Silver-Palladium Surfaces Inhibit Biofilm Formation

Wen-Chi Chiang,¹ Casper Schroll,¹ Lisbeth Rischel Hilbert,¹ Per Møller,¹ and Tim Tolker-Nielsen^2*

Department of Mechanical Engineering, Technical University of Denmark, DK-2800 Kongens Lyngby, Denmark,¹ Department of International Health, Immunology and Microbiology, Faculty of Health Sciences, University of Copenhagen, DK-2200 Copenhagen N, Denmark²

Received 3 October 2008/ Accepted 7 January 2009

Top ABSTRACT INTRODUCTION MATERIALS AND METHODS RESULTS AND DISCUSSION REFERENCES

 
Undesired biofilm formation is a major concern in many areas. In the present study, we investigated biofilm-inhibiting properties of a silver-palladium surface that kills bacteria by generating microelectric fields and electrochemical redox processes. For evaluation of the biofilm inhibition efficacy and study of the biofilm inhibition mechanism, the silver-sensitive Escherichia coli J53 and the silver-resistant E. coli J53[pMG101] strains were used as model organisms, and batch and flow chamber setups were used as model systems. In the case of the silver-sensitive strain, the silver-palladium surfaces killed the bacteria and prevented biofilm formation under conditions of low or high bacterial load. In the case of the silver-resistant strain, the silver-palladium surfaces killed surface-associated bacteria and prevented biofilm formation under conditions of low bacterial load, whereas under conditions of high bacterial load, biofilm formation occurred upon a layer of surface-associated dead bacteria.
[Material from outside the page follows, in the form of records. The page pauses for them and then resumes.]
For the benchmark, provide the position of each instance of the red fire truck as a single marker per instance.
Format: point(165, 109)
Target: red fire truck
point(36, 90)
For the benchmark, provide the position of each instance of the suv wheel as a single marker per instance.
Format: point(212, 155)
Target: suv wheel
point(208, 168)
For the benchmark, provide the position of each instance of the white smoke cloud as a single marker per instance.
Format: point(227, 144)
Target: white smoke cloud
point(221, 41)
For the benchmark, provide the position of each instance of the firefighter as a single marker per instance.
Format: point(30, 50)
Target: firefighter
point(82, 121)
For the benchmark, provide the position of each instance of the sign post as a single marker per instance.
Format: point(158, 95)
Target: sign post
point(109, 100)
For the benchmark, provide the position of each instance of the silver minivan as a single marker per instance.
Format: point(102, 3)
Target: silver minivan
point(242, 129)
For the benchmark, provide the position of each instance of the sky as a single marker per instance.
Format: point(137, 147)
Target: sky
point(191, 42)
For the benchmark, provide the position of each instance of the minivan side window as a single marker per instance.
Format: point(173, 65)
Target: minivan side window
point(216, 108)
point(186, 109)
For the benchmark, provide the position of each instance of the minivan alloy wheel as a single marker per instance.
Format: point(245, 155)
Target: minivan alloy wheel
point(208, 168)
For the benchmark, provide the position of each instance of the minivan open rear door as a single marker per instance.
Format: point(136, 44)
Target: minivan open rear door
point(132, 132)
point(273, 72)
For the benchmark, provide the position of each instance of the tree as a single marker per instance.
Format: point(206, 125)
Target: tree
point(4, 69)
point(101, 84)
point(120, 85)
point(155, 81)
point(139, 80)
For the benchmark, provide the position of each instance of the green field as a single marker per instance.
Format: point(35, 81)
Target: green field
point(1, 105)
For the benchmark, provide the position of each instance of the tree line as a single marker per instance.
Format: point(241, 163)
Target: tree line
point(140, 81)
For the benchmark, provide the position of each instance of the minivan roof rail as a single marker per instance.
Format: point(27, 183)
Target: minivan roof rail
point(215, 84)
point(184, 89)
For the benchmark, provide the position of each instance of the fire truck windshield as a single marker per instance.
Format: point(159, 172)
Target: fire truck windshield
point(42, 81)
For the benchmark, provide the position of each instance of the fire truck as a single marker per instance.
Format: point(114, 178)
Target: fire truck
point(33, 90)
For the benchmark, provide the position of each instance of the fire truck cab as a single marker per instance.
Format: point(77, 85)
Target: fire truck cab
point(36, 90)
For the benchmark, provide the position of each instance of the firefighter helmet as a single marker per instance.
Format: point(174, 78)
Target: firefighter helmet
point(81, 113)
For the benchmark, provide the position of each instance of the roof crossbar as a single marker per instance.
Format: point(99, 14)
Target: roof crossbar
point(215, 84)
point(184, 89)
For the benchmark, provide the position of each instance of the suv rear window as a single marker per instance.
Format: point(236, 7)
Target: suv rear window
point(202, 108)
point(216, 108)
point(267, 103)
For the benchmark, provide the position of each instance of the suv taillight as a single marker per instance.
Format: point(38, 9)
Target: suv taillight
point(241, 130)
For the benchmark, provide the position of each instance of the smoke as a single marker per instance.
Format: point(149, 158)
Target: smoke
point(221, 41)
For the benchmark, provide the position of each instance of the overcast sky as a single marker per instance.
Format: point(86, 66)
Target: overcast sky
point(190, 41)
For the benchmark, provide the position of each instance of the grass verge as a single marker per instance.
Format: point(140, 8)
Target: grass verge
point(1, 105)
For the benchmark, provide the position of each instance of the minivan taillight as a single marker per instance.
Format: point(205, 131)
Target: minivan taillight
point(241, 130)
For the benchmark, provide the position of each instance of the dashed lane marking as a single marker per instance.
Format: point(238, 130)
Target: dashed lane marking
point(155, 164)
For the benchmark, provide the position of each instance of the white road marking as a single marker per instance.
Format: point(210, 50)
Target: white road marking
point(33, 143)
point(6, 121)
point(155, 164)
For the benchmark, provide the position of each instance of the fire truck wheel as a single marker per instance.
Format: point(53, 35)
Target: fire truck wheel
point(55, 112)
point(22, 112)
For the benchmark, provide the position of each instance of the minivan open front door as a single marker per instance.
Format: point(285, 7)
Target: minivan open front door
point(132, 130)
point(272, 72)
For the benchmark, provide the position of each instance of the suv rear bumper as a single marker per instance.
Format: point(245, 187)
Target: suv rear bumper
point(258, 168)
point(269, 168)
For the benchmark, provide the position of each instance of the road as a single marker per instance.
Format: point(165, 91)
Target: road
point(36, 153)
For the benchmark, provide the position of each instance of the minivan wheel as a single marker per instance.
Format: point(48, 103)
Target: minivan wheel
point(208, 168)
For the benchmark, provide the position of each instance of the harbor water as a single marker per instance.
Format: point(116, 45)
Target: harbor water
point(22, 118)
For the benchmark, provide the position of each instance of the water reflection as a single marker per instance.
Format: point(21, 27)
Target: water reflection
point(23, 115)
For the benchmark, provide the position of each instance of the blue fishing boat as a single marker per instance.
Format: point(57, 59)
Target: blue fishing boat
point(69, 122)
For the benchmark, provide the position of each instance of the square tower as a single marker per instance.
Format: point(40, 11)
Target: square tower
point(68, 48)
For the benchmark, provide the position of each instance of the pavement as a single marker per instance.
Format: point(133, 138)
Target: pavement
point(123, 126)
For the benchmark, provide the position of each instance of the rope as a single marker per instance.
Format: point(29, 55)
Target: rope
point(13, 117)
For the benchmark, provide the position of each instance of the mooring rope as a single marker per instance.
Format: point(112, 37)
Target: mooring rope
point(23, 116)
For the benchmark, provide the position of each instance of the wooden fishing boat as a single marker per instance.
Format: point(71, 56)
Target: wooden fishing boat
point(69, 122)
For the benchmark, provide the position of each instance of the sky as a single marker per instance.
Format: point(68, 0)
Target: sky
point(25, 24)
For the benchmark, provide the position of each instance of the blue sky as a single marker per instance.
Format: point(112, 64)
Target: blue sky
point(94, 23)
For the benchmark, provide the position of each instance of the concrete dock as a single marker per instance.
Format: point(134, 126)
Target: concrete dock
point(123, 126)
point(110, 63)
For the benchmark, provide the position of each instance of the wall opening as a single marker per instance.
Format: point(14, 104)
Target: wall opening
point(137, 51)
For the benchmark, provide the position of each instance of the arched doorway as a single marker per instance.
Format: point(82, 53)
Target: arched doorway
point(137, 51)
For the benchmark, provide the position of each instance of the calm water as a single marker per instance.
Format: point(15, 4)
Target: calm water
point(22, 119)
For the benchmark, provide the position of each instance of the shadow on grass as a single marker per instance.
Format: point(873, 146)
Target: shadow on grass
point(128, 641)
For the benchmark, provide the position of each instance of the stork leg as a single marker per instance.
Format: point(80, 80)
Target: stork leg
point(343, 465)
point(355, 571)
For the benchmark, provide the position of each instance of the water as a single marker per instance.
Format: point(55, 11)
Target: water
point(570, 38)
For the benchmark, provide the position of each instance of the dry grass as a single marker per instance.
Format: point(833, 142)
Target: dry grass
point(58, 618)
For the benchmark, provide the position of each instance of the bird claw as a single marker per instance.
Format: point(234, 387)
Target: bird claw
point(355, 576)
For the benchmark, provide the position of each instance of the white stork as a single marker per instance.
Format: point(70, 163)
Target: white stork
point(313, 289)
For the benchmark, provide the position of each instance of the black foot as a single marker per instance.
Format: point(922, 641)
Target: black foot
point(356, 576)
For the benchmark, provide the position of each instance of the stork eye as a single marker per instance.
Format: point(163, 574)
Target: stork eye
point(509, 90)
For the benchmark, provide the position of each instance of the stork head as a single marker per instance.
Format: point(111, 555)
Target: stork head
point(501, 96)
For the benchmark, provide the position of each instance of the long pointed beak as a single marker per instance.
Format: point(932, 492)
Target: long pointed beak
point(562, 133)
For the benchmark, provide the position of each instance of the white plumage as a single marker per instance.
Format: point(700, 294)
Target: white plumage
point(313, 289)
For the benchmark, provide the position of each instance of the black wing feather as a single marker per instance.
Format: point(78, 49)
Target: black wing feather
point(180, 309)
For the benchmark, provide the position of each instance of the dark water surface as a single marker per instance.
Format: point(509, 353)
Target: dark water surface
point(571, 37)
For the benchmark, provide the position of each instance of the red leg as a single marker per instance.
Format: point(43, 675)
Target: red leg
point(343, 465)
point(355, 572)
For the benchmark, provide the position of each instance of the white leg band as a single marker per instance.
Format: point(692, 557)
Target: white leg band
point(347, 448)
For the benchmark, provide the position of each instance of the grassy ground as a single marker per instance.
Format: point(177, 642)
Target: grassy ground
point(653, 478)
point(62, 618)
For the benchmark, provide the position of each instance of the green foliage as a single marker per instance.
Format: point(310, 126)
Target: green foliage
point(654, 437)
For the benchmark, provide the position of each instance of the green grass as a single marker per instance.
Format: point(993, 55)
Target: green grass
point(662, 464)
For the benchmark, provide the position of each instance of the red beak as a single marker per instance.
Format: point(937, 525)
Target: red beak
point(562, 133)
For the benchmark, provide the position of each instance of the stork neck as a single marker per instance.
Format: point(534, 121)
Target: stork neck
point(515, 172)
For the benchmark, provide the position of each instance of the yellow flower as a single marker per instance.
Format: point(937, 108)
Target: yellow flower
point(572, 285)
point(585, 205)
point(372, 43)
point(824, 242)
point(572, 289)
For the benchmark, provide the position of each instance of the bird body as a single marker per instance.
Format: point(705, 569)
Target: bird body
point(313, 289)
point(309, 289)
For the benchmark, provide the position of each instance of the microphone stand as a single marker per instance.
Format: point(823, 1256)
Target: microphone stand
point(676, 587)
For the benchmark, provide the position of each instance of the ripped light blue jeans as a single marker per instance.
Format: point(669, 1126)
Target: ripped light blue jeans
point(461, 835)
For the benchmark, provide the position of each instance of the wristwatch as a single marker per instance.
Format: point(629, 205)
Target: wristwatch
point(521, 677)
Top ABSTRACT INTRODUCTION MATERIALS AND METHODS RESULTS AND DISCUSSION REFERENCES

 
Undesired biofilm formation is a major concern in many areas, such as medical settings, water distribution systems, and the food industry. Bacteria in biofilms are more tolerant to disinfecting operations and antibiotic therapies than planktonic bacteria, making these treatments less effective or ineffective (5, 6, 7, 8, 19, 24, 28). Biofilm formation on medical implants causes significant problems, and currently the only effective method for curing implant-associated biofilm infections involves replacement of the implant (8, 18). Biofilms in food-processing plants and in water distribution systems may harbor pathogens, causing hygienic risks, and may cause other adverse effects, such as material corrosion (9, 15, 19, 26, 28).

It is of high priority to develop methods or compounds for combating biofilms. Small molecules that may affect the bacteria and inhibit critical steps in biofilm formation as well as different surface coatings that may inhibit biofilm formation are among the strategies that have been actively pursued (10, 11). Different kinds of physical treatments have also been investigated as potential means of inhibiting biofilm formation. For example, recent studies have shown that biofilm formation can be inhibited by applying an electric field or current on a particular surface (6, 27). It has also been reported that the efficacy of antibiotics against biofilm bacteria can be increased if the antibiotics are given in combination with an applied electric current (6, 27). However, in many areas, applying electric potential or current on a surface is not feasible.

In the present report we investigate biofilm-inhibiting properties of a silver-palladium (Ag-Pd) surface. The Ag-Pd surface has been described previously (20, 21), and preliminary results of thermodynamic calculations, electrochemical tests, and antimicrobial activity have been published (2, 3). The design of the Ag-Pd surface is based on Ag upon which Pd is incompletely deposited as a microhole-structured layer, partially exposing Ag through the microholes (21). Due to the potential difference between Ag and Pd (200 mV in water) (21), Ag and Pd on the surface can be regarded as two discrete electrodes (anode and cathode), and the surface can have numerous discrete anodic and cathodic areas, generating numerous microelectric fields that may kill bacteria that approach the surface. The designed distance between Ag and Pd is less than 5 µm to ensure a high local strength of the microelectric fields because a potential difference over a short distance can give high field strengths (100 mV/µm). In addition to the effects of the microelectric fields, the Ag-Pd surface can also kill bacteria via redox processes. Some Ag can react to form silver chloride (AgCl) during Pd deposition. Ag ions or AgCl can be reduced to Ag by oxidation of hydroxyl groups on organic species such as surface molecules on bacteria (21, 25). After the oxidation, AgCl can be regenerated in the presence of oxygen (under aerobic conditions), where Ag is oxidized in connection to oxygen reduction on Pd. These back-and-forth redox processes of Ag converting to AgCl and AgCl converting to Ag can continuously happen if hydroxyl groups on bacteria reach an Ag-Pd surface and undergo oxidation.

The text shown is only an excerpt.